As the clapping got faster and the beat sped up, a few members of the audience yelled and chanted back.

Throughout the night the dancers demonstrated dances from several Polynesian countries such as: Tahiti, Fiji, Hawaii and New Zealand.

Tahiti was the first country demonstrated. The dancers wore orange headdresses and grass skirts with seashells and coconut bras as well as orange brushes that were held in each hand.

Fiji was the next demonstration. The audience welcomed one man on stage to show a tribal dance. He wore a blue skirt with a fan in one hand and staff in the other with markings painted on his face. He let out a loud cry at the start and finish of the dance.

“The Hawaiian women dancers were good, but the male dancer was amazing,” Marshall said.

The drummer taught the audience a term and hand gesture that was used in the performance. He told the crowd that the word “Shaka” means hang loose.

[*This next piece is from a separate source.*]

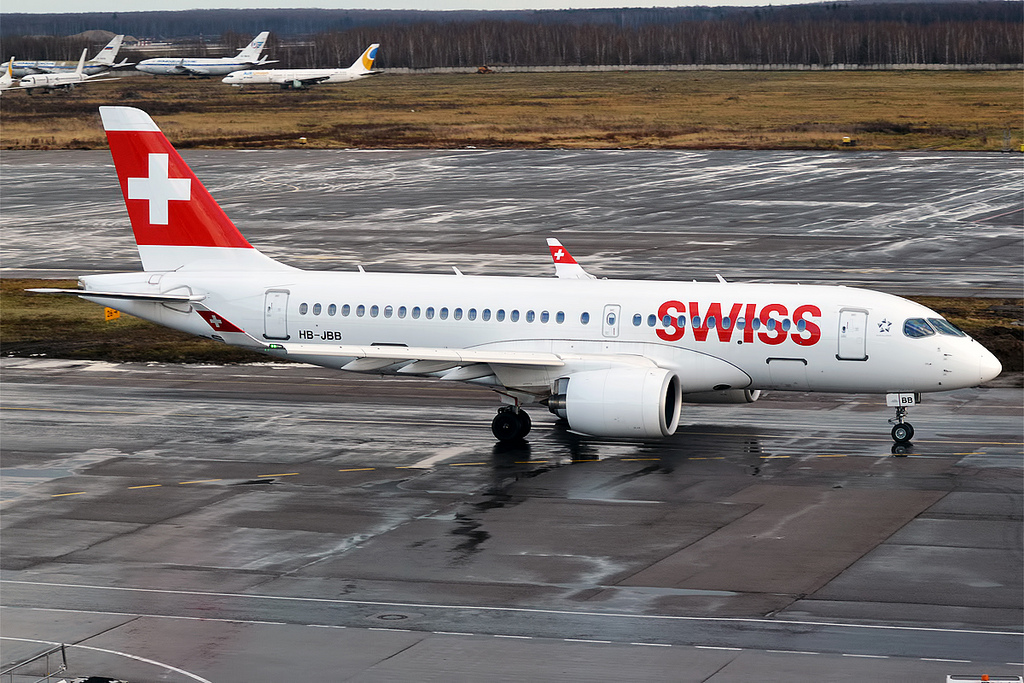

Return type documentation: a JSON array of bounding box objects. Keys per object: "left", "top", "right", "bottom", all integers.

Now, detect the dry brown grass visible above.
[{"left": 0, "top": 72, "right": 1024, "bottom": 150}]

The next place was the island state of Hawaii. The announcer introduced the audience to another term. He explained to them that “Aloha” means hello and had them yell to the dancers to get them on stage.

The dancers performed the hula to go along with the Hawaiian destination. The women were invited to come on stage to learn how to hula. One girl who didn’t understand how to do one of the moves was given attention by the drummer.

The movement they were trying to imitate was a soft and gentle wave but this girl’s arms were moving too fast for the instructor’s liking so he told her the waves she was making were tsunami waves.

Once the dancers finished the lessons, they devoted a dance to the implements used. One of them was a hollowed out gourd called an ipu, another was a set of flower-topped shakers called the uli uli and the final was a pair of sticks called the puili.

April Basten of the Green Bay South Pacific Sounds came to see how other groups present their shows.

“We came out to watch someone else do the work this time,” Basten said. “This was a fun setting and I really wanted to watch what they were doing and catch some of their technique as well.”

New Zealand was another place they demonstrated. A man in a black outfit with a fire baton performed the Haka, which is a welcoming dance and chant. The fire was not allowed to be lit on the ends because the performance was inside and was a fire hazard.

After the Haka, a woman came back on stage to demonstrate how to use another implement that can be set on fire.  She had two balls at the end of a long string, called poi balls, which she swung around her body.

To end the show, the dancers did a final demonstration from Tahiti.
They were in purple and pink outfits with headdresses and brushes.

After the show a Samoan man from the South Pacific Sounds got up on stage and did his version of the Haka.